There’s also a seven-page short story entitled “Bull Rider,” supposedly written by a “Marty Lombard.” “The bus coughed me out somewhere past Amarillo, dust in my teeth and a sky that stretched out so wide it felt like it was laughing at me,” it begins. “I had a duffel bag, two shirts, a paperback of The Sea Wolf with the spine cracked like an old man’s knuckles, and the kind of hunger you don’t fix with food. They said there was a rodeo in town… one of those blinking, half-real places where men go to get thrown and call it glory.”

Audio essays like Last Testament of Frank James and Aaron Burr: On the Art of Survival are also posted, weeks after Dylan posted snippets on his Instagram page. The audio, at least, seems to have been generated by AI.

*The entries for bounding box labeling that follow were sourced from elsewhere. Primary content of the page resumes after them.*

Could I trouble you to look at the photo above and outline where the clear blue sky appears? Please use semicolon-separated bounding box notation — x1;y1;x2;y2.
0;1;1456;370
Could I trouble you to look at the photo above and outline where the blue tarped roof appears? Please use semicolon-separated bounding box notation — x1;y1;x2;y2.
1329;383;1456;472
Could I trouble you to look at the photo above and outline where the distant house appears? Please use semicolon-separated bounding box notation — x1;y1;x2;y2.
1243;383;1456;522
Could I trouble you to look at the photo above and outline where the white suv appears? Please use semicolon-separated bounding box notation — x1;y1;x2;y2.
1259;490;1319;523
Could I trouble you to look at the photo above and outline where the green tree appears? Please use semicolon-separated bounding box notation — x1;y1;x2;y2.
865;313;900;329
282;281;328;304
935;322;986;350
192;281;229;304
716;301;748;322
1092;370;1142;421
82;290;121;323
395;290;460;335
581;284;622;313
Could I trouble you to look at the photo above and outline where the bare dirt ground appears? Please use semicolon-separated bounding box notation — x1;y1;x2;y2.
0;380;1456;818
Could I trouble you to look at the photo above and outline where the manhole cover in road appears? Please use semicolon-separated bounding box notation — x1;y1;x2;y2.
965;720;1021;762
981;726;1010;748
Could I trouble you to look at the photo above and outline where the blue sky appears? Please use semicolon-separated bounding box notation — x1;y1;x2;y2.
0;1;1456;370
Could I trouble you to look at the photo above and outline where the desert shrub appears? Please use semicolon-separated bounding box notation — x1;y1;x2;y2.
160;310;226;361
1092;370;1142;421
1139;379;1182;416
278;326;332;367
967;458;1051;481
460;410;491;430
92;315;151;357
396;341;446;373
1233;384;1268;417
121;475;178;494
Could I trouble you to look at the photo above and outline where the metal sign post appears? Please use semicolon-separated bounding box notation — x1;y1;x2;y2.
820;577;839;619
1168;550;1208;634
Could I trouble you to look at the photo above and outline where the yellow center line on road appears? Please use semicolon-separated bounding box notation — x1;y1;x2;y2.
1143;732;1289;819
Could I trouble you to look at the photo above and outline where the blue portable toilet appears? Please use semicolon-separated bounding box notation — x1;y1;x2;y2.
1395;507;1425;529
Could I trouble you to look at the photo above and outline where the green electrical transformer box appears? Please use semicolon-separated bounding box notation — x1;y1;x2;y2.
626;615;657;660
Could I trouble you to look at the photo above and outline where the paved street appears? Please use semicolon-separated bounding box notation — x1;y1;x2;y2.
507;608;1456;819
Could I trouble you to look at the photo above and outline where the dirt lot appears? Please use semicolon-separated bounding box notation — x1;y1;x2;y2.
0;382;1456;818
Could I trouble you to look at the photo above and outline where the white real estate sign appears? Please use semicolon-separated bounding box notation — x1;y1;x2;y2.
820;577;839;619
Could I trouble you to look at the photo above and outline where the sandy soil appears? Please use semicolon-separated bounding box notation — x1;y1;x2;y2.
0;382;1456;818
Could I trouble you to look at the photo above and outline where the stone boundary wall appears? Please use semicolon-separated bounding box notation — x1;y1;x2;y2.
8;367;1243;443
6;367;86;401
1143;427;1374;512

Needless to say, we have some questions: What exactly does “curated by Bob Dylan” mean here? Is he both Marty Lombard and Herbert Foster? Is there really an audience for a nearly hour-long audio essay in the voice of Wild Bill Hickok? Was AI used to write any of this text? Who are his collaborators on this project? Why isn’t his official website linking to this? Will he ever post something even tangentially related to his actual music? Wouldn’t his rabid fanbase prefer to pay a monthly charge for concert downloads and studio outtakes as opposed to this… esoteric content?

We’ll continue to monitor the Patreon and see if we can answer any of these questions. In the meantime, Dylan is six shows into an extensive United States tour. Early shows were marred by audio problems related to the placement of his microphone, but they finally seem to have been worked out. The set is still built around songs from Dylan’s 2020 LP Rough and Rowdy Ways, but there have been a few surprises, including the 1989 Oh Mercy cut “Man in the Long Black Coat” and Eddie Cochran’s 1958 classic “Nervous Breakdown.” There’s not a single song in the set that pre-dates Dylan’s 1966 motorcycle accident, but he does play “All Along The Watchtower.”

The tour continues Monday night at the Genesee Theatre in Waukegan, Illinois. During his downtime, maybe Dylan will break out his typewriter, embody the spirit of Marty Lombard, and give us another “unsent letter” between two historical figures who never actually met.